The Worst Free Throw I Ever Saw Was the Best Thing That Happened All Season
A JV basketball story
The Worst Free Throw I Ever Saw Was the Best Thing That Happened All Season
Okay, so. JV basketball. Small school. We're talking maybe 200 people in the gym, half of them parents who'd rather be somewhere else. February. The kind of Tuesday night game that doesn't make the paper. Doesn't make anything.
We're down three with eight seconds left. Dion Harris fouls out trying to strip the ball on an inbound. He walks off the court and punches a folding chair, which is very dramatic for a 15-year-old. The ref pretends not to see it. Coach Williams pretends not to see it. Everyone pretends not to see it because that's just Dion.
Their guy steps to the line. He's shooting two. If he hits both, game's basically over. If he misses, we've got a chance.
The shot
He misses the first. Airball. Not a rim-out, not a backboard job. Full airball. The ball sails maybe three feet to the left of the basket and lands in the lap of someone's grandmother, who screams and spills her coffee.

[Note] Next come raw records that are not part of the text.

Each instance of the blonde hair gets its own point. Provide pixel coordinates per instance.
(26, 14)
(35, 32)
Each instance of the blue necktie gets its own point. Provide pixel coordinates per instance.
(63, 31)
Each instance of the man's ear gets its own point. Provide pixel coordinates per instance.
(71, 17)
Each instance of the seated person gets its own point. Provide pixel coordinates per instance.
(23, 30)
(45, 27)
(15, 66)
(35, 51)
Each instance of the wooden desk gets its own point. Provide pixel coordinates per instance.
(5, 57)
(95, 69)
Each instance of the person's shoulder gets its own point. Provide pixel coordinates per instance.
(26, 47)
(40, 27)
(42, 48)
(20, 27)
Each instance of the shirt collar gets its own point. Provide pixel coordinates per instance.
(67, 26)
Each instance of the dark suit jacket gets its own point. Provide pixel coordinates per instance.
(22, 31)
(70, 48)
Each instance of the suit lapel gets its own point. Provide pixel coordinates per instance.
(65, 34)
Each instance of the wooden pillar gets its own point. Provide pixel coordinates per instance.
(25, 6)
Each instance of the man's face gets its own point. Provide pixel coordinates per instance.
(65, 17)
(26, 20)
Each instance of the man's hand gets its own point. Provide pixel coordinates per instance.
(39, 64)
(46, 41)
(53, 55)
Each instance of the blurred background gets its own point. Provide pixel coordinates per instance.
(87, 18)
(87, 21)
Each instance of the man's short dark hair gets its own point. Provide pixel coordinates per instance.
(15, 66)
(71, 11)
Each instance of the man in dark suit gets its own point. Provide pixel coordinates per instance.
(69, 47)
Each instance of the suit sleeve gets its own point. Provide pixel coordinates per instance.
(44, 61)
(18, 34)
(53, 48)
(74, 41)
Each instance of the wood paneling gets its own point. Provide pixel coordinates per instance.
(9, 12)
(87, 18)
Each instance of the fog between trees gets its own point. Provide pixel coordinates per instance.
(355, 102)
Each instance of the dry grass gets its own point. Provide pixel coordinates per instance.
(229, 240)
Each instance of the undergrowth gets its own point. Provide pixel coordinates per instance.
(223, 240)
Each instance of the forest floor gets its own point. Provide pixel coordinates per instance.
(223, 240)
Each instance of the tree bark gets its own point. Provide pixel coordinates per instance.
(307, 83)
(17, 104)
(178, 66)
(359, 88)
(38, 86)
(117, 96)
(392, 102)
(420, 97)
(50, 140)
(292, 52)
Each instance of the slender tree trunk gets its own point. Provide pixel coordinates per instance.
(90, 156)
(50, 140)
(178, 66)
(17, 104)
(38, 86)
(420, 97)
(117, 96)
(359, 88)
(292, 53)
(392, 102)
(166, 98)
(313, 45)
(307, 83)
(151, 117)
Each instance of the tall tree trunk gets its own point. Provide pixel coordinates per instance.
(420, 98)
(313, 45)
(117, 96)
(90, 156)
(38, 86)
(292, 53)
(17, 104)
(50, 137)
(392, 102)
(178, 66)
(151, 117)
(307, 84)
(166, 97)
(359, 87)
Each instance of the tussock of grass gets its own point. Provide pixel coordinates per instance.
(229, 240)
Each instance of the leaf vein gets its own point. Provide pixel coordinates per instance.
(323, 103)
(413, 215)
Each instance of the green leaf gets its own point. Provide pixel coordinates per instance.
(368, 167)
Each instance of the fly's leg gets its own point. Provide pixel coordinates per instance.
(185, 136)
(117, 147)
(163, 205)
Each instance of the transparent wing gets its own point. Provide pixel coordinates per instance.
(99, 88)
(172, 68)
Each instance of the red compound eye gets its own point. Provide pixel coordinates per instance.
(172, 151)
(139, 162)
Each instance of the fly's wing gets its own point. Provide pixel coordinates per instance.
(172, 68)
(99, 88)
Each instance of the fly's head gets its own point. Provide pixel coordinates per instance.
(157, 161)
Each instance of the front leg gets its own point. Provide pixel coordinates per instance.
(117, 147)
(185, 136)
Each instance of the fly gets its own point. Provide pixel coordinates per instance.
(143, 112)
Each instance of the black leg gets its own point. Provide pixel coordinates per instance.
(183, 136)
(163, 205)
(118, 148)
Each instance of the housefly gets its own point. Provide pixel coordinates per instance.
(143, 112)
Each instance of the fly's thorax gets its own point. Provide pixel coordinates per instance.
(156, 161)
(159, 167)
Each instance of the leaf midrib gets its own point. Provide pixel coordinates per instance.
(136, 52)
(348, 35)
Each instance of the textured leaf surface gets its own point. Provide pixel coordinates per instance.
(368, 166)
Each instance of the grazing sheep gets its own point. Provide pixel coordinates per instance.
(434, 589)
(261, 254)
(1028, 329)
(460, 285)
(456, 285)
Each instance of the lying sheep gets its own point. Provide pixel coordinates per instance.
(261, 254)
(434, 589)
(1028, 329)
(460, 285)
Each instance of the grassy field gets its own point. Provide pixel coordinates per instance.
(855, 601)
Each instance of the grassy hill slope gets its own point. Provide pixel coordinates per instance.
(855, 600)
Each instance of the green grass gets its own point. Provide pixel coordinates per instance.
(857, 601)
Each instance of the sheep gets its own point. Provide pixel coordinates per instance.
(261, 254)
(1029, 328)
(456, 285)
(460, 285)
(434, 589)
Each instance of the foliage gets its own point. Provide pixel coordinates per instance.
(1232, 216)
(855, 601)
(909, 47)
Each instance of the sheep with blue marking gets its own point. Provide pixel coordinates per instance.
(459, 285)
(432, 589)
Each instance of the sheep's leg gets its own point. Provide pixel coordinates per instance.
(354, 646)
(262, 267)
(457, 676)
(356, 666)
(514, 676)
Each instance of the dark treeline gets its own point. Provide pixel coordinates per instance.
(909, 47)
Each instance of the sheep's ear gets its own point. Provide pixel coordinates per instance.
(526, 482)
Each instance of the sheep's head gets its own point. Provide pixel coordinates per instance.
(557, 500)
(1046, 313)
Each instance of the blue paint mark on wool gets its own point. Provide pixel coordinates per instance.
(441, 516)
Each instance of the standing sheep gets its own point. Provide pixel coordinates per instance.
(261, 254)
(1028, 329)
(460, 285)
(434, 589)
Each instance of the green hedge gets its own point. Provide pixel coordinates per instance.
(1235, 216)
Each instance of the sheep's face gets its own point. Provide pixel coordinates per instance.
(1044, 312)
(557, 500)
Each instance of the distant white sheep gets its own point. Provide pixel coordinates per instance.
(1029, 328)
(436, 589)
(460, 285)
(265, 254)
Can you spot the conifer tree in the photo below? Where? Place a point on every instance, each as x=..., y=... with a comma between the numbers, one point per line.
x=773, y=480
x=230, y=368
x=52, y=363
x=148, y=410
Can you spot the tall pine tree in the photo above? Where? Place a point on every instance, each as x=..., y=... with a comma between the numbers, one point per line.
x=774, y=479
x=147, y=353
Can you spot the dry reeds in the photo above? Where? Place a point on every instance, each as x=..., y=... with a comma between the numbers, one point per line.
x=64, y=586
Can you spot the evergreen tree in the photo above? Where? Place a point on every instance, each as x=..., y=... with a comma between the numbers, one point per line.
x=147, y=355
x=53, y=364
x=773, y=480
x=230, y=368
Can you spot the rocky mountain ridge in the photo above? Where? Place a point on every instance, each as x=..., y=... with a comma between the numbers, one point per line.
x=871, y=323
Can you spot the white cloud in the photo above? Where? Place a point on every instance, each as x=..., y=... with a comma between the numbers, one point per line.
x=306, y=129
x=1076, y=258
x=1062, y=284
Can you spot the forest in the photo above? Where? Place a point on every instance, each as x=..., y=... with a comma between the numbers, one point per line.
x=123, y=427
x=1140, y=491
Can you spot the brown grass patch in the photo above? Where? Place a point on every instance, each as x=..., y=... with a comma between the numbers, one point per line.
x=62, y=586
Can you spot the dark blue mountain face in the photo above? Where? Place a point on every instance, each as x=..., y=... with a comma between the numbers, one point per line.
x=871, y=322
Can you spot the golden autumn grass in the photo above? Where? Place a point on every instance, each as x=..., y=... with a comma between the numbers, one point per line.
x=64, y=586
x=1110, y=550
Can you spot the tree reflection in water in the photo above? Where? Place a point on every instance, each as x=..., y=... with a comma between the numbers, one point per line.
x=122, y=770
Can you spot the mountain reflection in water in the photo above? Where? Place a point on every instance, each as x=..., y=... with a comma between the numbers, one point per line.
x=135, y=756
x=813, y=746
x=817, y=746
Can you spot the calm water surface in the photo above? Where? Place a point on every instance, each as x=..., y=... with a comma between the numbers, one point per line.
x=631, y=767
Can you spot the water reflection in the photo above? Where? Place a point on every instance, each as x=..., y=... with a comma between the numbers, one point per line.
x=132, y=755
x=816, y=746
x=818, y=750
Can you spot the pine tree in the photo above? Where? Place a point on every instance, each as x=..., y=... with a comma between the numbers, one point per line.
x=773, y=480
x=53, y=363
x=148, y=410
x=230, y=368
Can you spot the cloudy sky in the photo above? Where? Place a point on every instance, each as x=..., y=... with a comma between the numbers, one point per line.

The gym goes completely silent for about half a second. Then it goes insane.
Our bench is up. The crowd — our sad little crowd of parents and siblings and one guy who I think was just there because the library was closed — they're screaming like it's Game 7. The kid who airballed is staring at his hands like they betrayed him.
He makes the second one. Swishes it, actually. Goes from the worst free throw in history to a perfect release in 30 seconds. But we get the ball back down three with 6.4 seconds left.
What happened next
Coach calls timeout. Draws up a play. It's supposed to be a lob to Marcus Kim on the block for a quick two, then foul immediately and hope for another miss.
Marcus doesn't get open. The inbound pass goes to Jaylen Torres at the three-point line, which is not the play. Jaylen is our point guard. He can run an offense. He cannot shoot. Everyone in the gym knows Jaylen cannot shoot. Jaylen knows Jaylen cannot shoot.
He shoots.
The ball hits the front of the rim. Bounces straight up. Hits the back of the rim. Bounces straight up again. Sits on the rim — I swear it sits there for a full second like it's thinking about it — and drops through.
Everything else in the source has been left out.